Today, the U.S. District Court for the District of Maryland ordered the U.S. Department of State to process the passport applications of six transgender U.S. citizens with accurate sex markers, reflecting their gender identity, blocking enforcement of the Trump administration’s discriminatory passport policy.
The preliminary injunction granted today provides emergency relief to six plaintiffs in Lambda Legal’s federal lawsuit, who had received inaccurate sex markers on their passports despite having previously held passports with correct designations or requesting only routine updates to their legal names. The court dismissed a seventh plaintiff because he had not yet been denied an accurate passport.
“This is a crucial victory for our clients and transgender people nationwide who have been trapped by this administration’s cruel and discriminatory policy,” said Lambda Legal Counsel Carl Charles. “The court recognized that forcing inaccurate identity documents on transgender Americans causes immediate and irreparable harm. Our clients can now travel with dignity and safety while we continue fighting to overturn this discriminatory policy entirely.”
The court’s decision comes after Lambda Legal demonstrated that the six plaintiffs faced immediate and ongoing harm from the State Department’s arbitrary enforcement of a policy that requires passport sex markers to reflect what the agency unilaterally determines to be an individual’s “biological sex,” regardless of other identity documents or previous passport designations.
The preliminary injunction provides critical relief to the six plaintiffs, including Zander Schlacter, a transgender man and New York-based textile artist and designer, and two transgender women, Jill Tran of Maryland and Lia Hepler-Mackey of California, both recent college graduates.

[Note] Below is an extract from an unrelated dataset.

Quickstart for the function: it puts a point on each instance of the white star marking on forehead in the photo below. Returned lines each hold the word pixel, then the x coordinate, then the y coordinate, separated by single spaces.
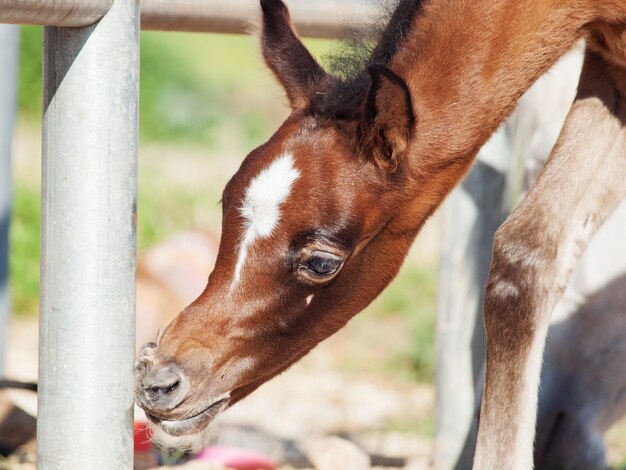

The pseudonymous plaintiffs afforded relief include one nonbinary person, Kris Koe, a full-time university student and part-time tutor and grocery clerk living in Connecticut, and two transgender men, Peter Poe, a Maryland-based college student, and David Doe, a Pennsylvania lawyer. The court dismissed Robert Roe, a U.S. Foreign Service Officer living in Europe, from the case based on the fact that he had not yet been denied an accurate passport.
Ongoing Legal Challenge
Lambda Legal filed the federal lawsuit on April 25, 2025, challenging the discriminatory passport policy that resulted from executive orders issued in the first 100 days of the Trump administration. While today’s preliminary injunction provides emergency relief for the seven plaintiffs, Lambda Legal will continue pursuing the lawsuit to permanently overturn the policy.
“This preliminary injunction is an important first step, but our work is far from over,” Charles said. “We will continue fighting until this discriminatory policy is struck down permanently.”